Two minutes NLP — Sentence Transformers cheat sheet

Sentence Embeddings, Text Similarity, Semantic Search, and Image Search

Fabio Chiusano
NLPlanet
4 min readJan 10, 2022

--

Use-cases of the SentenceTransformers library. Image by the author.

SentenceTransformers is a Python framework for state-of-the-art sentence, text, and image embeddings. Embeddings can be computed for 100+ languages and they can be easily used for common tasks like semantic text similarity, semantic search, and paraphrase mining.

The framework is based on PyTorch and Transformers and offers a large collection of pre-trained models tuned for various tasks. Further, it is easy to fine-tune your own models.

Read the paper Sentence-BERT: Sentence Embeddings using Siamese BERT-Networks for a deep dive into how the models have been trained. In this article, we’ll see code examples for some of the possible use-cases of the library. Model training will be covered in a later article.

Library installation

Before delving into code, install the SentenceTransformers library with pip.

Get sentence embeddings

The first example we see is how to obtain sentence embeddings.

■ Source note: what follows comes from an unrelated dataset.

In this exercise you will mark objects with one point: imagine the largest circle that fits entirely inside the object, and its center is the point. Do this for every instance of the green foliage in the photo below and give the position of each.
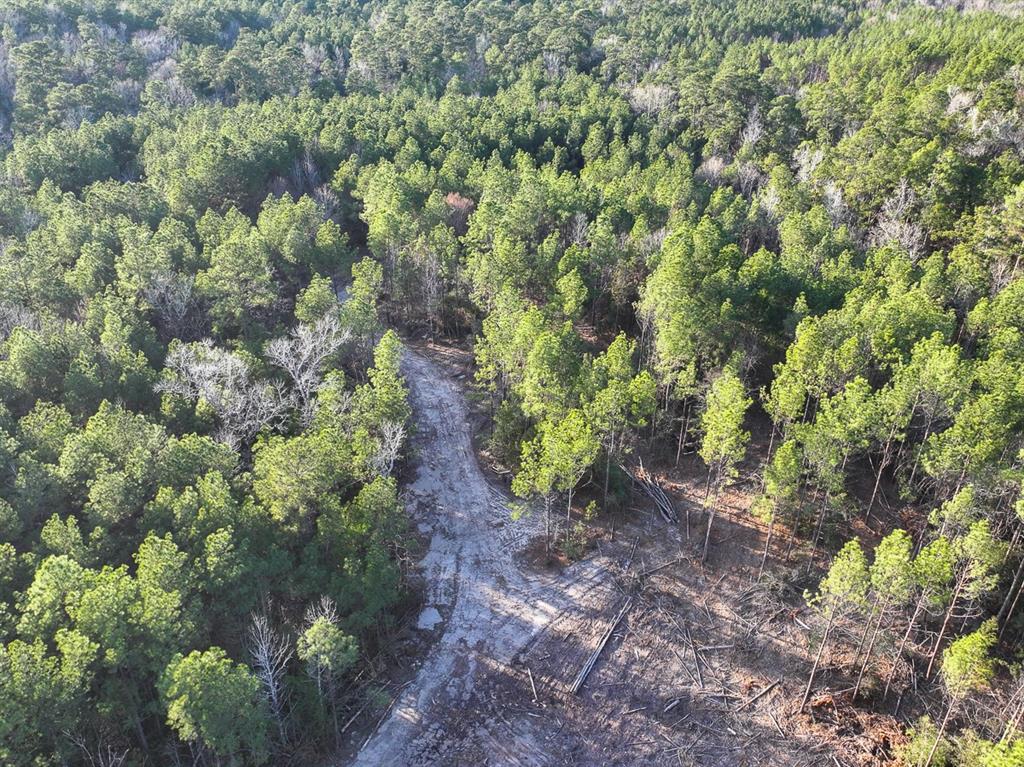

SentenceTransformers makes it as easy as pie: you need to import the library, load a model, and call its encode method on the sentences that you want to encode.

Semantic Textual Similarity

Once that we have the embeddings of our sentences, we can compute their cosine similarity using the cos_sim function from the util module.

Semantic Search

Semantic search seeks to improve search accuracy by understanding the content of the search query instead of relying on lexical matching only. This is done leveraging similarities between embeddings.

The idea behind semantic search is to embed all entries in your corpus into a vector space. At search time, the query is embedded into the same vector space and the closest embeddings from your corpus are found.

Example of Semantic Search in a vector space. Image from https://www.sbert.net.

Semantic Search can be performed using the semantic_search function of the util module, which works on the embeddings of the documents in a corpus and on the embeddings of the queries.

In order to get the best out of semantic search, you must distinguish between symmetric and asymmetric semantic search, as it heavily influences the choice of the model to use.

Paraphrase Mining

Paraphrase mining is the task of finding paraphrases, i.e. texts with very similar meaning, in a large corpus of sentences.

This can be achieved using the paraphrase_mining function of the util module.

Image Search

SentenceTransformers provides models that allow embedding images and text into the same vector space: this allows to find similar images as well as to implement Image Search, i.e. using text to search for images and vice-versa.

Example of texts and images in the same vector space. Image from https://www.sbert.net.

To perform Image Search, you need to load a multimodal model like CLIP and use its encode method to encode both images and texts.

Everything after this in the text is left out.